Come along for a roll-on, roll-off trip around the southwestern edge of Canada’s most southwestern province.
VANCOUVER AIRPORT TO TSAWWASSEN
Distance: 20 miles by car
Along the way: Steveston, once dubbed “Salmonopolis,” has changed from a onetime village with scores of canneries into a Vancouver suburb with a museum about cannery life in the early 20th century. The only thing that has stayed the same is you can eat the famous fish almost anywhere in town.

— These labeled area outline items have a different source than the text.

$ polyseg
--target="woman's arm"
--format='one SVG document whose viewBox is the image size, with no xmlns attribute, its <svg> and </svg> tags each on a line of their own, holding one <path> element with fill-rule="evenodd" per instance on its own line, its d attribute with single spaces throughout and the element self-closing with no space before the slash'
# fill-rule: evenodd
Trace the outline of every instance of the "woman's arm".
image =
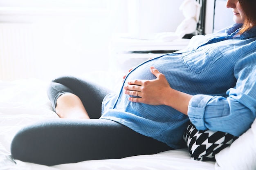
<svg viewBox="0 0 256 170">
<path fill-rule="evenodd" d="M 168 106 L 187 115 L 189 103 L 193 96 L 172 88 L 164 75 L 154 67 L 151 67 L 150 70 L 155 79 L 131 80 L 124 86 L 125 94 L 139 97 L 130 97 L 129 100 L 152 105 Z"/>
</svg>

Good eats: Steveston Seafood House. We hit it on a quiet night when there were few diners. The chef wanted to cook my wild salmon a little too rare. I wanted it cooked through. The final result was a triumph of compromise. Tender and fresh with that meaty feel of nonfarm-raised salmon. A triumphant first meal on my first evening in Canada. Entrees $19.95-$39.95. Details: 3951 Moncton St., Steveston district of Richmond; 604-271-5252; stevestonseafoodhouse.com.
Why Tsawwassen? It’s the ferry terminal for Vancouver Island. Sleeping at a hotel there was cheaper and meant we could catch one of the first departures across the Strait of Georgia the next morning.
TSAWWASSEN
TO SWARTZ BAY
Distance: 24 miles via ferry
Along the way: Active Pass, between Galiano and Mayne islands. The ferry pivoted, turned and churned a zig-zag course around rocky shoals, deep pockets of blue water and within sight of vacation homes with the maple leaf flag proudly flapping in the breeze. Orcas like the area for its Chinook salmon. We saw a pod of eight breaching and flapping their tails.
Good eats: The Tsawwassen Ferry Terminal has a surprisingly nice food court with excellent coffee, baked goods and fresh fruit. You can eat on the deck of the ferry as it heads to Vancouver Island.
Why Swartz Bay: It’s the main ferry terminal for Victoria, the capital of British Columbia, at the south end of Vancouver Island. It’s a short drive down the peninsula — stop at Butchart Gardens if you have a couple of hours to spend.
SWARTZ BAY
TO VICTORIA
Distance: 20 miles by car
Along the way: The Fairmont Empress Hotel, Victoria. Built in 1908 by the Canadian Pacific Railway as the western crown jewel of its string of transcontinental, castle-like hotels, it’s a grand outpost of colonial-style British tradition in the far west of Canada.